Skip to content

scandeval.scores

source module scandeval.scores

Aggregation of raw scores into the mean and a confidence interval.

Functions

source log_scores(dataset_name: str, metric_configs: list[MetricConfig], scores: list[dict[str, float]], model_id: str)ScoreDict

Log the scores.

Parameters

  • dataset_name : str

    Name of the dataset.

  • metric_configs : list[MetricConfig]

    List of metrics to log.

  • scores : list[dict[str, float]]

    The scores that are to be logged.
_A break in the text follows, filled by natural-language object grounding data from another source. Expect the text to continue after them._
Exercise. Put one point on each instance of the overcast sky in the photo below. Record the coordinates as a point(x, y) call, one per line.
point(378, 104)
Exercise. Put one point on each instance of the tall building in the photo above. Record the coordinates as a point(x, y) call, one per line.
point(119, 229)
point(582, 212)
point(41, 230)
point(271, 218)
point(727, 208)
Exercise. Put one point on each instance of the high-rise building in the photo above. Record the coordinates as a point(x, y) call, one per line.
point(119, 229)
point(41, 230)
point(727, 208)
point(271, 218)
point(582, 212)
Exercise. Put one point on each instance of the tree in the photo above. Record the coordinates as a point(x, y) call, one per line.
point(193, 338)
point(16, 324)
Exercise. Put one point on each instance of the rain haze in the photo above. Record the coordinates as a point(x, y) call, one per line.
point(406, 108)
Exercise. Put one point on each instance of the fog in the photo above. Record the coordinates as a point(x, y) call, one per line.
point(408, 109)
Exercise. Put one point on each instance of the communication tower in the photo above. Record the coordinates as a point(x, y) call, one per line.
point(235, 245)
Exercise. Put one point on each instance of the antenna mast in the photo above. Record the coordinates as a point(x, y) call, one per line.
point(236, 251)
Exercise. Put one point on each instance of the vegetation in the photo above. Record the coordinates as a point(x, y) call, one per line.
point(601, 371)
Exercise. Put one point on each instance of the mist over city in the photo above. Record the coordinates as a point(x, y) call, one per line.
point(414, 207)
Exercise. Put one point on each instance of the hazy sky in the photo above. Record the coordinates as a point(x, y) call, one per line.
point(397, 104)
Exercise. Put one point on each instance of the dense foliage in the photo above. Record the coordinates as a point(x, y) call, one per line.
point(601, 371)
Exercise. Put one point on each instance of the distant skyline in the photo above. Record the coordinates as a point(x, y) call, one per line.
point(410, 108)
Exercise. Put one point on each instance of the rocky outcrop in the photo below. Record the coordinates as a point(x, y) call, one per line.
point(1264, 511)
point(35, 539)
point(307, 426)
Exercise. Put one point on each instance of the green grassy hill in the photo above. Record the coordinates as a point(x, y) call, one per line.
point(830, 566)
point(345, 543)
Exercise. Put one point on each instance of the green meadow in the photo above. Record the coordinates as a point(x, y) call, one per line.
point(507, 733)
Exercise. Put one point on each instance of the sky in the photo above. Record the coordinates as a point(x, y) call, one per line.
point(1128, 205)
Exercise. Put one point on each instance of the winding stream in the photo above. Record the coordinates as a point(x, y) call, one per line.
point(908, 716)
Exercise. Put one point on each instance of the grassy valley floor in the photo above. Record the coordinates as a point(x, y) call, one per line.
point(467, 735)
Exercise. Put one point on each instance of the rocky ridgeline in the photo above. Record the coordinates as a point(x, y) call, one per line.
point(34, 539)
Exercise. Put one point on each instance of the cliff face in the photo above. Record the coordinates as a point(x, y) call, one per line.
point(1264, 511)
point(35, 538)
This is a list of dictionaries full of scores.

  • model_id : str

    The full Hugging Face Hub path to the pretrained transformer model.

Returns

  • ScoreDict A dictionary with keys 'raw_scores' and 'total', with 'raw_scores' being identical to scores and 'total' being a dictionary with the aggregated scores (means and standard errors).

source aggregate_scores(scores: list[dict[str, float]], metric_config: MetricConfig)tuple[float, float]

Helper function to compute the mean with confidence intervals.

Parameters

  • scores : list[dict[str, float]]

    Dictionary with the names of the metrics as keys, of the form "_", such as "val_f1", and values the metric values.

  • metric_config : MetricConfig

    The configuration of the metric, which is used to collect the correct metric from scores.

Returns

  • tuple[float, float] A pair of floats, containing the score and the radius of its 95% confidence interval.